Not so; it jams all right and it has a delightful flavour. Obviously similar to apricot, it has a lighter taste and it’s actually more fragrant. The fruit doesn’t instantly dissolve which could be a benefit for those who prefer their jam chunky; but it succumbs to a potato masher easily, for the smooth jam posse.
The other issue that I found frequently raised while doing my peachy research, was that you have to peel them. The cumbersome scalding, scoring and ice-bathing process, like you would do with tomatoes, was widely recommended as allegedly peach skins floating in the jam are hideous.
So I did, like a conscientious jammer that I am, set off to scald, score and all, only to find that it’s an impossible task. I don’t know – maybe those folk who posted the advice have access to some super-ripe, skin-shedding at a blink of an eye peaches but my tough specimen refused to disrobe.
Right – into the sugar they went, skins and all, and I don’t know what the ‘skin ‘em!’ believers were on about because the jam turned out flawless, the skins barely discernible and definitely less so than on apricots or plums.
Best kept secret?

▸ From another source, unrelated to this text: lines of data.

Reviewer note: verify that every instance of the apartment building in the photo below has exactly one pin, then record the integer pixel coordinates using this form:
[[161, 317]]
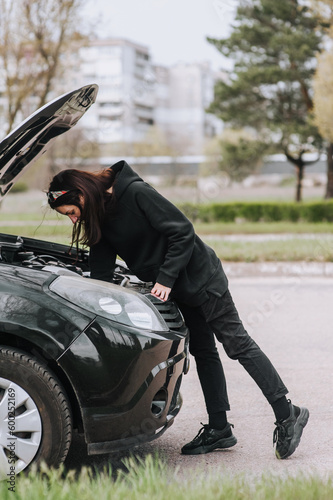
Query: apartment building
[[136, 95]]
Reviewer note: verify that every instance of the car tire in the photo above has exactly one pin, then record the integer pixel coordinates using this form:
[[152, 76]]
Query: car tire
[[35, 414]]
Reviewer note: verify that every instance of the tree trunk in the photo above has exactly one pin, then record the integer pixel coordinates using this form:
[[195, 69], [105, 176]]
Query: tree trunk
[[299, 180], [329, 185]]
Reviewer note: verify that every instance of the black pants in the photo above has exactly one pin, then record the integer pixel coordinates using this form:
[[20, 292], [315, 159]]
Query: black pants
[[218, 315]]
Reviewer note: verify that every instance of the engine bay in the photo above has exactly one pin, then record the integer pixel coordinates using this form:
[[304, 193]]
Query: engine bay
[[59, 259]]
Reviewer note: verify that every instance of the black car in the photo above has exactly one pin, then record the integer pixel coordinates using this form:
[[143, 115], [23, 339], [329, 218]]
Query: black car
[[76, 353]]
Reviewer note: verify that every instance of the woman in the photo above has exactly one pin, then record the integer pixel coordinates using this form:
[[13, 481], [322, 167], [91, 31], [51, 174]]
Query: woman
[[115, 212]]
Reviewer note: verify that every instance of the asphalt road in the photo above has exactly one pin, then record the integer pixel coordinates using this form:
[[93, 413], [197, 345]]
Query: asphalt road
[[291, 318]]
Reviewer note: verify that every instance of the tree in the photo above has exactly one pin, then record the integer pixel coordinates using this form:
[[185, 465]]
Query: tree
[[274, 46], [323, 93], [33, 37], [323, 110], [241, 153]]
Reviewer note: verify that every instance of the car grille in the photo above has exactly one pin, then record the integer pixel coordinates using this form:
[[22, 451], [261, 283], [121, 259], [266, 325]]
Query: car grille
[[169, 312]]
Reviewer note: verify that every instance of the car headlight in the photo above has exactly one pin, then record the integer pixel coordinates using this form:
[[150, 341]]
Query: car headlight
[[110, 301]]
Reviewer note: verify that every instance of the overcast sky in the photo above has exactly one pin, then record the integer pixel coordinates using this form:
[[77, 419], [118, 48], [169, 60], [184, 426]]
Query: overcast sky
[[174, 30]]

Well, it’s out now, and you also can enjoy it on a buttered toast in the morning.
peach jamServings: makes 2 x 1lb jarsTime: about 2 hours
- 6 peaches (600g/20oz pitted)
- 600g jam sugar
- juice from 1 lemon
- 1 tsp vanilla extract
1. This quantity of fruit will make 2 x 1lb jars. Have them ready, washed and with well-fitting lids.

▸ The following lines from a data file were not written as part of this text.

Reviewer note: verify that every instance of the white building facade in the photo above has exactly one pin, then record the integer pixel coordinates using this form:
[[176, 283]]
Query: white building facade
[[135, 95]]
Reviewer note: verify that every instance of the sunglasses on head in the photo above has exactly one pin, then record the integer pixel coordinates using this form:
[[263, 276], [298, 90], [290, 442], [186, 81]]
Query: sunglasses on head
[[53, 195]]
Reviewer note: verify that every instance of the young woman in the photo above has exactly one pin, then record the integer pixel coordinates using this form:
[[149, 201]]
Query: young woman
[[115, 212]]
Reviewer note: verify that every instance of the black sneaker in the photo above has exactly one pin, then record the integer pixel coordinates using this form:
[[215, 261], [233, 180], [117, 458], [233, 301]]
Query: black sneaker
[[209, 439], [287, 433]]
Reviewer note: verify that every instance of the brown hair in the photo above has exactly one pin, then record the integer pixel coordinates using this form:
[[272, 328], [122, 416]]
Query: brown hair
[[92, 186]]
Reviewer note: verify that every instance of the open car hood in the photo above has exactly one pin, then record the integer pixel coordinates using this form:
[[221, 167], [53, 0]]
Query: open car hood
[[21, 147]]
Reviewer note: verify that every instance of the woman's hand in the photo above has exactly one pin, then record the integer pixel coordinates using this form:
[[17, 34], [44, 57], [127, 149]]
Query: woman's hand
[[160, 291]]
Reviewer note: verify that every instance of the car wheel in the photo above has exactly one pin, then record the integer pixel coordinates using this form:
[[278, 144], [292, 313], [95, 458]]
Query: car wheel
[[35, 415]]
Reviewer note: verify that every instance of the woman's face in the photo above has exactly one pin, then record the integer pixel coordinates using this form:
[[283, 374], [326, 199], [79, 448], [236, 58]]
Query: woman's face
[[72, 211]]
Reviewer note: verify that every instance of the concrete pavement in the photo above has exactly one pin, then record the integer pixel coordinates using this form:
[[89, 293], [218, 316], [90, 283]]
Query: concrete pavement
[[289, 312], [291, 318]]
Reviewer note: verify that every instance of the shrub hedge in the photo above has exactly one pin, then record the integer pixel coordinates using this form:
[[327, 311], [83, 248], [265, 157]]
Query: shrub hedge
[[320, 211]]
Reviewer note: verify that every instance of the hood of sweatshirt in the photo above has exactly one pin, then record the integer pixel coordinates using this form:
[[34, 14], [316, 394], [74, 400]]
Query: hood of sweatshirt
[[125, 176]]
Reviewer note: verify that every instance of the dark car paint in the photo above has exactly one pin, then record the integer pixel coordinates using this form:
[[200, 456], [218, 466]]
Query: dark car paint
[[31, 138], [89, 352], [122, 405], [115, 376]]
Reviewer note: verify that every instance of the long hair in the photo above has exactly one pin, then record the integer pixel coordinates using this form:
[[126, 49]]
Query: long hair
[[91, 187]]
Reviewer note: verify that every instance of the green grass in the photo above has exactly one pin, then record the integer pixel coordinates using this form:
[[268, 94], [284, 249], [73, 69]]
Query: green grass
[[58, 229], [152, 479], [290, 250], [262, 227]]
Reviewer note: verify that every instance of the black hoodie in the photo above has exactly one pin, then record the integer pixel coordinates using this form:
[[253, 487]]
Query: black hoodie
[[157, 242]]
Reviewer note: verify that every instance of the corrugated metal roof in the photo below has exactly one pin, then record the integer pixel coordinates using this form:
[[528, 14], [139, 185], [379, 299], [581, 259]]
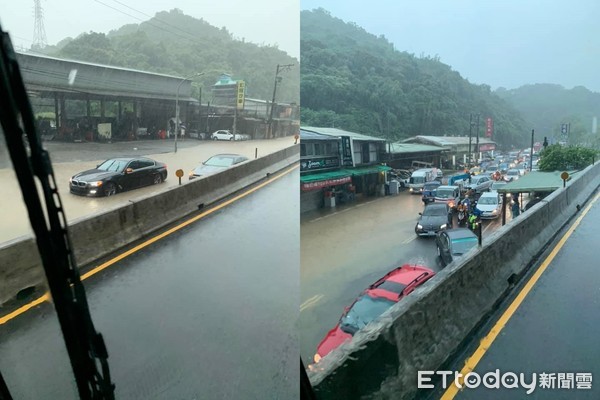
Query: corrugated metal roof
[[397, 148], [447, 140], [308, 135], [339, 132], [535, 181]]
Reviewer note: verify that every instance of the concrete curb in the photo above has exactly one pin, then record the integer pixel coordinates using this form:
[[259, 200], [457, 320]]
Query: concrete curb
[[96, 236]]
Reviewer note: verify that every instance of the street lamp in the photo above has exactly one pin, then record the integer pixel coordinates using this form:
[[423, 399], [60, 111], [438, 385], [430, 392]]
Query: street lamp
[[177, 104], [280, 68]]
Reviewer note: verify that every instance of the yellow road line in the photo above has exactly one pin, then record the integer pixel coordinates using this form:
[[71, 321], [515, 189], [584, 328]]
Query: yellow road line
[[46, 296], [487, 341]]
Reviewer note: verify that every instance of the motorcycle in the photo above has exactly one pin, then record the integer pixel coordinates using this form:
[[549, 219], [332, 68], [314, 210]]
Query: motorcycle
[[462, 217]]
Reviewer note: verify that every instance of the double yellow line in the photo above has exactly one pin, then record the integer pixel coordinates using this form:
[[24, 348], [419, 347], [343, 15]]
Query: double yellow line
[[487, 341], [46, 296]]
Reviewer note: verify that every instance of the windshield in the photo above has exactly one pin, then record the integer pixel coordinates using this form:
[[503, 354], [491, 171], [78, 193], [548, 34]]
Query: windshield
[[151, 83], [364, 310], [461, 246], [219, 161], [444, 193], [433, 211], [113, 165], [488, 200]]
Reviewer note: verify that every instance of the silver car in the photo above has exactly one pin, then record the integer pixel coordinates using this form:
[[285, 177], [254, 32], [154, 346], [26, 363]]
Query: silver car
[[216, 164]]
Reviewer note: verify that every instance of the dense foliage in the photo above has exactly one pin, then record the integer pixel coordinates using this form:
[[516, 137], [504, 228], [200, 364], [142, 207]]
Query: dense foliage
[[562, 158], [177, 44], [547, 107], [354, 80]]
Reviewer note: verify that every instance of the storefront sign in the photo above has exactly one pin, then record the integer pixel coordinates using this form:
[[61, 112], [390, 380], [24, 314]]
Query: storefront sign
[[489, 128], [328, 182], [319, 163], [487, 147], [347, 159]]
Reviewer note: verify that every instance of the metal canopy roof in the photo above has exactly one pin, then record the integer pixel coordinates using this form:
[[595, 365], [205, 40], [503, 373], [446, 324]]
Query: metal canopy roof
[[536, 181], [59, 75], [339, 132]]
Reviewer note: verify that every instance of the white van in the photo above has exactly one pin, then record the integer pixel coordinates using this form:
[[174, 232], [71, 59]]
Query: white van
[[419, 177]]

2. Wash and stone the peaches. Chop them up roughly and place in a large non-reactive pan with the sugar and lemon. Place it over very low heat for about 30 minutes until the sugar melts – that will help it set and stop the jam from being too sugary. When it’s all melted, increase the heat and bring the mixture to a rolling boil.
3. Cook for about 20 minutes. Turn the heat down while you mash the fruit pieces with a potato ricer; peach will not naturally break up. Leave it as chunky or smooth as you like.
4. Test on a clean cold plate: drop a blob of jam and let it cool completely. Pinch it between your fingers: if you’re almost able to lift a droplet, it’s ready.
Take the pan off the heat and let it stand for 15 minutes. During that time sterilise the jars in very low oven (80-100C).
5. Stir in the vanilla extract. Fill the jars to just below the rim; jam funnel is very handy to avoid major mess. Twist the lids on and let them cool completely before storing.